Es ist verlockend diese Utopien als Idealbild einer Gesellschaft zu verklären. In der besten aller möglichen Welten gäbe es weder Krieg, noch Flüchtlinge und schon gar keine Kapazitäts- und Identitätsfragen. Überwinden wir erst den Kapitalismus, wird sich der Rest schon ergeben.

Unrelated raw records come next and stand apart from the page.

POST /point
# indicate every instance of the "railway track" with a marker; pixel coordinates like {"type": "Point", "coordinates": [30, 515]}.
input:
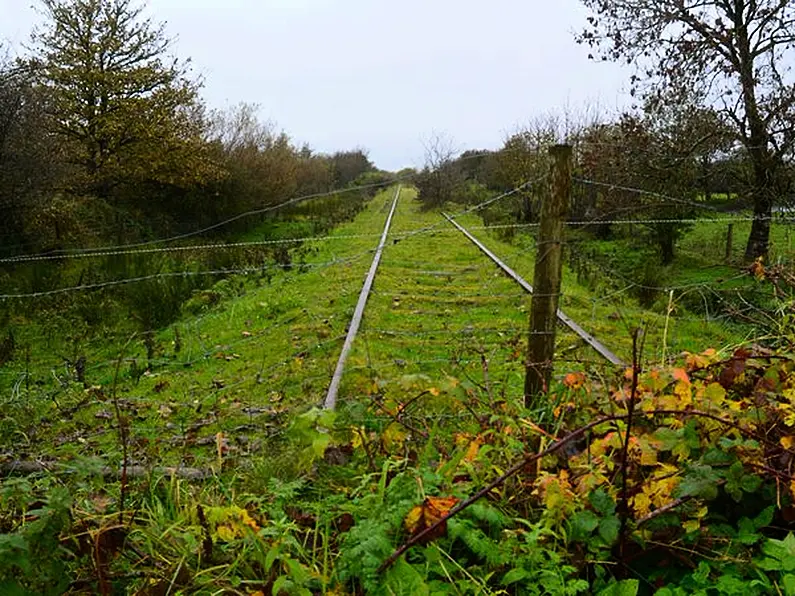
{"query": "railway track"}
{"type": "Point", "coordinates": [451, 314]}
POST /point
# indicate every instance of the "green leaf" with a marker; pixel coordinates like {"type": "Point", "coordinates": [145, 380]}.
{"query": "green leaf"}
{"type": "Point", "coordinates": [739, 481]}
{"type": "Point", "coordinates": [602, 502]}
{"type": "Point", "coordinates": [582, 524]}
{"type": "Point", "coordinates": [514, 575]}
{"type": "Point", "coordinates": [747, 533]}
{"type": "Point", "coordinates": [780, 554]}
{"type": "Point", "coordinates": [628, 587]}
{"type": "Point", "coordinates": [403, 579]}
{"type": "Point", "coordinates": [320, 443]}
{"type": "Point", "coordinates": [765, 518]}
{"type": "Point", "coordinates": [666, 439]}
{"type": "Point", "coordinates": [700, 482]}
{"type": "Point", "coordinates": [609, 528]}
{"type": "Point", "coordinates": [788, 583]}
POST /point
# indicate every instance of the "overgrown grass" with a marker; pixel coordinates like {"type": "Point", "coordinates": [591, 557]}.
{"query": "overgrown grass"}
{"type": "Point", "coordinates": [295, 500]}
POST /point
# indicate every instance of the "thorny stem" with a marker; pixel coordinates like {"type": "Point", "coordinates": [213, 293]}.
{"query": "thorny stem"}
{"type": "Point", "coordinates": [624, 496]}
{"type": "Point", "coordinates": [124, 435]}
{"type": "Point", "coordinates": [527, 460]}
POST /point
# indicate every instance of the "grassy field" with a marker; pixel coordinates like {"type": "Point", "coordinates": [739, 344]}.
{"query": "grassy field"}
{"type": "Point", "coordinates": [231, 395]}
{"type": "Point", "coordinates": [244, 366]}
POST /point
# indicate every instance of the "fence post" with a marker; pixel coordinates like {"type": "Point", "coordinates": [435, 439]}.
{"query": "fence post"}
{"type": "Point", "coordinates": [547, 277]}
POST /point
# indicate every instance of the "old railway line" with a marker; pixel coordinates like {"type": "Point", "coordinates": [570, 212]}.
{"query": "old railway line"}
{"type": "Point", "coordinates": [411, 308]}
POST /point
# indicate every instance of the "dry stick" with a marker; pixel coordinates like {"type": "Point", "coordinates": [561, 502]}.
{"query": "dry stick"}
{"type": "Point", "coordinates": [486, 490]}
{"type": "Point", "coordinates": [624, 495]}
{"type": "Point", "coordinates": [430, 530]}
{"type": "Point", "coordinates": [25, 468]}
{"type": "Point", "coordinates": [124, 435]}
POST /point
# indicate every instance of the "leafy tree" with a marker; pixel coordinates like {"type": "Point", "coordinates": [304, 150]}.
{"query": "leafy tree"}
{"type": "Point", "coordinates": [29, 158]}
{"type": "Point", "coordinates": [125, 108]}
{"type": "Point", "coordinates": [347, 166]}
{"type": "Point", "coordinates": [441, 180]}
{"type": "Point", "coordinates": [735, 54]}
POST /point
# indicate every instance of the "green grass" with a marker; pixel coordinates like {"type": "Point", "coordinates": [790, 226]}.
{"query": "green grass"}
{"type": "Point", "coordinates": [234, 387]}
{"type": "Point", "coordinates": [247, 365]}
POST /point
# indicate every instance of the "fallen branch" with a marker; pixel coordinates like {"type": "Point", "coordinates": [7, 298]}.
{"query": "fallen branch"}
{"type": "Point", "coordinates": [554, 447]}
{"type": "Point", "coordinates": [25, 468]}
{"type": "Point", "coordinates": [429, 531]}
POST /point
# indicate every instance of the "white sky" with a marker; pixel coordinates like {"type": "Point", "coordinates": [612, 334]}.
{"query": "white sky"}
{"type": "Point", "coordinates": [380, 74]}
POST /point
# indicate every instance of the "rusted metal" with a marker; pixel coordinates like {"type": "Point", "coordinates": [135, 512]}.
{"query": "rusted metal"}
{"type": "Point", "coordinates": [331, 397]}
{"type": "Point", "coordinates": [563, 318]}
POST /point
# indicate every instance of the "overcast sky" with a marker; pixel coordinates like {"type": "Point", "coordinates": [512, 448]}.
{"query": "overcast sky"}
{"type": "Point", "coordinates": [380, 74]}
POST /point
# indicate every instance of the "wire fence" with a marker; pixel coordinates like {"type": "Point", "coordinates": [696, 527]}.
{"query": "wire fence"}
{"type": "Point", "coordinates": [453, 315]}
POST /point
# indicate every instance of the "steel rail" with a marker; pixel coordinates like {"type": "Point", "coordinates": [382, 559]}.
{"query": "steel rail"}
{"type": "Point", "coordinates": [331, 397]}
{"type": "Point", "coordinates": [563, 318]}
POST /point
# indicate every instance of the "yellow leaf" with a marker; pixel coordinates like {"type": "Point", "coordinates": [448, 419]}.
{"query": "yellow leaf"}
{"type": "Point", "coordinates": [684, 392]}
{"type": "Point", "coordinates": [680, 375]}
{"type": "Point", "coordinates": [394, 436]}
{"type": "Point", "coordinates": [691, 526]}
{"type": "Point", "coordinates": [430, 512]}
{"type": "Point", "coordinates": [641, 504]}
{"type": "Point", "coordinates": [226, 533]}
{"type": "Point", "coordinates": [716, 394]}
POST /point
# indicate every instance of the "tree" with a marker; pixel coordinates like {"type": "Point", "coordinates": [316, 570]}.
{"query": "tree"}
{"type": "Point", "coordinates": [441, 180]}
{"type": "Point", "coordinates": [29, 160]}
{"type": "Point", "coordinates": [662, 151]}
{"type": "Point", "coordinates": [347, 166]}
{"type": "Point", "coordinates": [116, 98]}
{"type": "Point", "coordinates": [733, 54]}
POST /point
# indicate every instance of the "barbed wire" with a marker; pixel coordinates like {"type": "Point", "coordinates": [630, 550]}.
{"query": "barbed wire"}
{"type": "Point", "coordinates": [640, 191]}
{"type": "Point", "coordinates": [175, 274]}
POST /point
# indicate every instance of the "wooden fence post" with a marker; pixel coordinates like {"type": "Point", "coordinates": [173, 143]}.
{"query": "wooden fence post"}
{"type": "Point", "coordinates": [729, 242]}
{"type": "Point", "coordinates": [547, 278]}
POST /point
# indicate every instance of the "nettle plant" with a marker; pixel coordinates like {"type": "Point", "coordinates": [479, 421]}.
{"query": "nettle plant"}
{"type": "Point", "coordinates": [682, 477]}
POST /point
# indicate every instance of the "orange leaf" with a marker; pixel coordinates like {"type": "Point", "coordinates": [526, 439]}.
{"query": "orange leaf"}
{"type": "Point", "coordinates": [574, 380]}
{"type": "Point", "coordinates": [680, 374]}
{"type": "Point", "coordinates": [431, 511]}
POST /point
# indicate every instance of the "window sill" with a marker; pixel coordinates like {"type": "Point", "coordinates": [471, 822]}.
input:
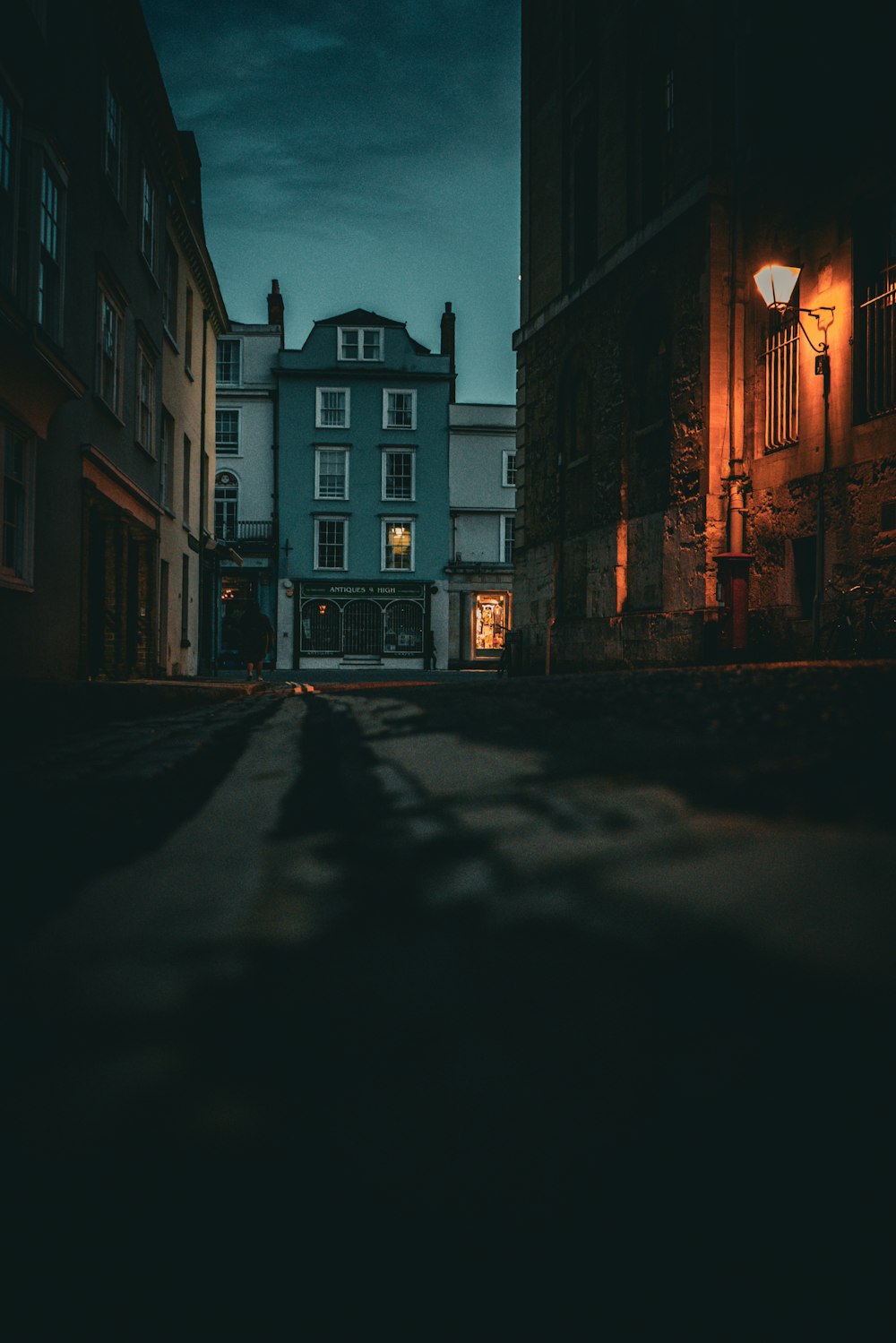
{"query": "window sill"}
{"type": "Point", "coordinates": [150, 271]}
{"type": "Point", "coordinates": [108, 409]}
{"type": "Point", "coordinates": [15, 584]}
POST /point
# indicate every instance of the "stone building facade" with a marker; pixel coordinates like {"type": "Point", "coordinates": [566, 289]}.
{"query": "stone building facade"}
{"type": "Point", "coordinates": [482, 503]}
{"type": "Point", "coordinates": [363, 495]}
{"type": "Point", "coordinates": [694, 469]}
{"type": "Point", "coordinates": [109, 316]}
{"type": "Point", "coordinates": [246, 474]}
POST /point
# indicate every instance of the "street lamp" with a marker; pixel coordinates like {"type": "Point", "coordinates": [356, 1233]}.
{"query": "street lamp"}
{"type": "Point", "coordinates": [777, 284]}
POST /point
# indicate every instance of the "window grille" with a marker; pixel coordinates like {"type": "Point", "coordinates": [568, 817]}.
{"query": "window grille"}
{"type": "Point", "coordinates": [332, 407]}
{"type": "Point", "coordinates": [226, 505]}
{"type": "Point", "coordinates": [403, 627]}
{"type": "Point", "coordinates": [363, 627]}
{"type": "Point", "coordinates": [879, 314]}
{"type": "Point", "coordinates": [782, 380]}
{"type": "Point", "coordinates": [322, 627]}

Bei alldem bleiben wir im Links-Rechts-Schema verhaftet. Womöglich lässt sich „Links-Sein“ einigermaßen konzise damit beschreiben, dass bei einer solche Haltung nach oben getreten wird, während der „Rechte“ nach unten tritt. „Links“ steht dafür, dass die Mächtigen kritisiert werden, während die Unterdrückten, Schwachen und Ausgegrenzten unterstützt werden. Der „Rechte“ hingegen strebt nach der Erhaltung des Standes der Dinge und stürzt sich, wenn nötig, auf die Schwächsten der Gesellschaft, die als Bedrohung stigmatisiert werden.
Derzeit geht in Europa die Angst um, dass durch das „Links-Sein“ politischer Entscheidungsträger ein folgenschwerer Fehler begangen wurde. „Rechte“ Thesen erstarken. Wir waren zu solidarisch diesen Schwächsten gegenüber. Wir haben uns mit der undifferenzierten Einwanderung Probleme und Terrorismus ins Land geholt. In der Folge beginnen wir, zumindest rhetorisch und manchmal auch handgreiflich, nach unten zu treten. Unsere Identität steht plötzlich auf dem Spiel. Wir fühlen uns bedroht und handeln genauso maßlos und irrational wie vor einigen Monaten noch viele „Linke“.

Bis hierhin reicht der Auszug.